Chicken Tycoon Pays Millions For Napoleon's Hat

Poultry is a big business, and it's apparently quite lucrative, because a South Korean chicken tycoon just bought one of Napoleon's famous two-pointed hats for a steal at $2.2 million.
 
Kim Hong-Kuk, the 57-year-old founder of Harim Group, is not the first foodservice executive to buy up an idol's famous clothes at auction; not long ago the chief executive of KFC Japan spent $21,000 on one of Colonel Sanders' famous white suits. But Kim paid 100 times that amount for a hat worn by Napoleon, and he says he would happily have paid more.
 
According to The Local, Kim says he views Napoleon as a kindred spirit and thinks they have a lot in common. 

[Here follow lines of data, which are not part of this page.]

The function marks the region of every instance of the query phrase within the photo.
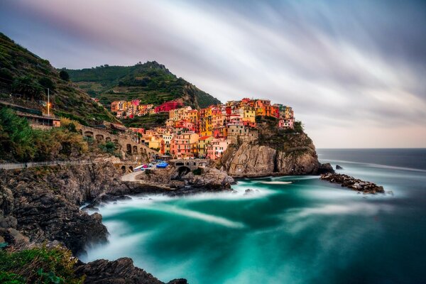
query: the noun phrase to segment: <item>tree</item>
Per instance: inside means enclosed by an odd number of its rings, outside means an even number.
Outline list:
[[[45,89],[50,89],[50,91],[55,89],[55,83],[50,78],[43,77],[38,80],[38,83],[42,85]]]
[[[302,133],[305,127],[303,126],[302,121],[295,121],[294,130],[295,132]]]
[[[13,80],[12,90],[23,95],[24,97],[34,99],[40,99],[43,87],[38,87],[36,83],[29,77],[21,77]]]
[[[65,70],[60,70],[59,72],[59,77],[64,81],[70,81],[70,75]]]

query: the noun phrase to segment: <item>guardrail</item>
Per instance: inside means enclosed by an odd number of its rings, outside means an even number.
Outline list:
[[[15,170],[33,167],[46,167],[67,165],[89,165],[92,160],[53,160],[49,162],[6,163],[0,164],[0,169]]]

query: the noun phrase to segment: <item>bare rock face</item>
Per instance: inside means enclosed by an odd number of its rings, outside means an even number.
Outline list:
[[[224,165],[231,176],[268,175],[274,171],[275,155],[271,148],[243,143]]]
[[[217,167],[234,178],[318,173],[322,165],[309,137],[305,133],[287,135],[231,145]]]
[[[337,183],[342,187],[349,187],[352,190],[362,192],[364,194],[385,193],[383,187],[371,182],[361,180],[347,175],[338,173],[326,173],[321,175],[321,180]]]
[[[178,194],[179,190],[187,192],[189,188],[202,189],[202,191],[226,190],[235,182],[234,178],[224,170],[211,168],[200,168],[200,174],[195,175],[189,170],[182,172],[180,168],[173,167],[148,170],[136,176],[136,180],[158,188],[163,187],[163,190],[173,190],[173,195]],[[163,193],[167,195],[168,192],[163,190]]]
[[[131,258],[122,258],[114,261],[98,259],[82,263],[76,268],[77,275],[86,275],[84,283],[92,284],[163,284],[151,274],[135,267]],[[169,283],[186,284],[185,279],[176,279]]]

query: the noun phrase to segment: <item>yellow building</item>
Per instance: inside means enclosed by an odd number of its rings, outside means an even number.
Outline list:
[[[198,139],[198,157],[205,158],[207,155],[207,146],[213,138],[213,136],[203,136]]]
[[[200,110],[200,133],[202,136],[211,136],[212,133],[212,107]]]
[[[248,106],[241,106],[239,111],[243,121],[256,122],[256,109],[254,107]]]

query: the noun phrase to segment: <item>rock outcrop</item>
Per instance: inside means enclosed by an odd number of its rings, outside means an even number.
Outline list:
[[[114,261],[98,259],[81,263],[76,268],[77,275],[86,275],[85,283],[92,284],[163,284],[151,274],[135,267],[131,258]],[[168,284],[186,284],[185,279],[175,279]]]
[[[128,190],[132,194],[152,192],[176,196],[231,190],[231,185],[235,182],[226,172],[216,168],[200,168],[194,173],[187,170],[182,171],[174,167],[146,170],[138,175],[133,182],[126,183]],[[117,191],[109,193],[116,194]]]
[[[356,179],[347,175],[338,173],[327,173],[321,175],[321,180],[327,180],[330,182],[338,183],[342,187],[346,187],[364,193],[385,193],[383,187],[378,186],[371,182]]]
[[[94,176],[91,168],[0,173],[3,180],[0,226],[6,230],[2,231],[9,242],[58,241],[80,254],[91,243],[106,241],[107,231],[102,224],[102,216],[89,215],[79,208],[94,194],[91,190],[99,190],[97,187],[102,187],[100,183],[106,182],[104,177]]]
[[[80,209],[85,202],[116,200],[126,195],[161,193],[171,196],[204,191],[230,190],[234,179],[224,171],[206,168],[195,173],[170,168],[153,170],[136,182],[123,182],[111,163],[0,170],[0,243],[47,242],[66,246],[75,255],[92,243],[106,241],[108,231],[97,213]],[[162,283],[134,267],[130,258],[80,263],[85,283]],[[184,284],[185,279],[170,283]]]
[[[217,167],[234,178],[333,171],[332,168],[318,161],[315,147],[305,133],[287,133],[280,137],[275,133],[263,134],[255,141],[231,145]]]

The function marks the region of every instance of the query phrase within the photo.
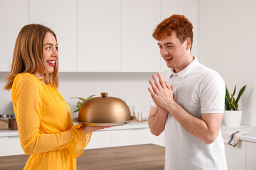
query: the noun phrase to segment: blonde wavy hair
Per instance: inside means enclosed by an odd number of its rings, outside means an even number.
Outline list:
[[[40,24],[28,24],[19,32],[14,47],[11,69],[7,76],[7,83],[4,89],[12,87],[14,79],[20,73],[41,73],[43,78],[41,81],[46,84],[51,84],[58,87],[58,59],[53,73],[47,70],[43,60],[43,39],[47,33],[53,35],[57,41],[56,35],[49,28]]]

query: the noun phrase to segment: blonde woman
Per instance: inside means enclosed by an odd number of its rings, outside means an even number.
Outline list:
[[[12,91],[21,146],[31,155],[24,169],[76,169],[76,157],[92,131],[109,127],[73,125],[59,91],[55,34],[39,24],[25,26],[15,44],[5,89]]]

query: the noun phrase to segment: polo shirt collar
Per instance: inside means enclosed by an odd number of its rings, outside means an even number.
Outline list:
[[[187,67],[186,67],[183,69],[182,69],[178,73],[175,73],[174,69],[170,69],[170,76],[172,76],[174,74],[176,74],[179,77],[184,78],[186,75],[188,75],[199,63],[196,57],[193,57],[194,60],[188,64]]]

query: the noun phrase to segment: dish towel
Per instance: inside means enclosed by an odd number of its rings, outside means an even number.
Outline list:
[[[240,136],[248,133],[247,131],[239,131],[238,130],[227,130],[222,134],[224,143],[228,144],[233,147],[237,147],[239,144]]]

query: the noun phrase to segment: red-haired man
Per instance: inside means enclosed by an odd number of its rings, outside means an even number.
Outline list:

"I've always thought there were certain similarities between him and me in terms of thinking and decision-making," Kim said, "though I'm nowhere near being as great as Napoleon." 
 
Kim joined the poultry business as a teenager, when he got started with about a dozen chickens. In the years since, he has grown his business into a foodservice corporation that handles pork processing, animal feed, and retail operations in addition to the original poultry production. Harim Group had sales of $4.4 billion last year, so $2.2 million for a hat is just a drop in the bucket. 
 
The sale price was actually five times the estimated value of the hat, but Kim found himself in a bidding war with another Napoleon superfan. Still, he says he got a deal and the hat is "priceless."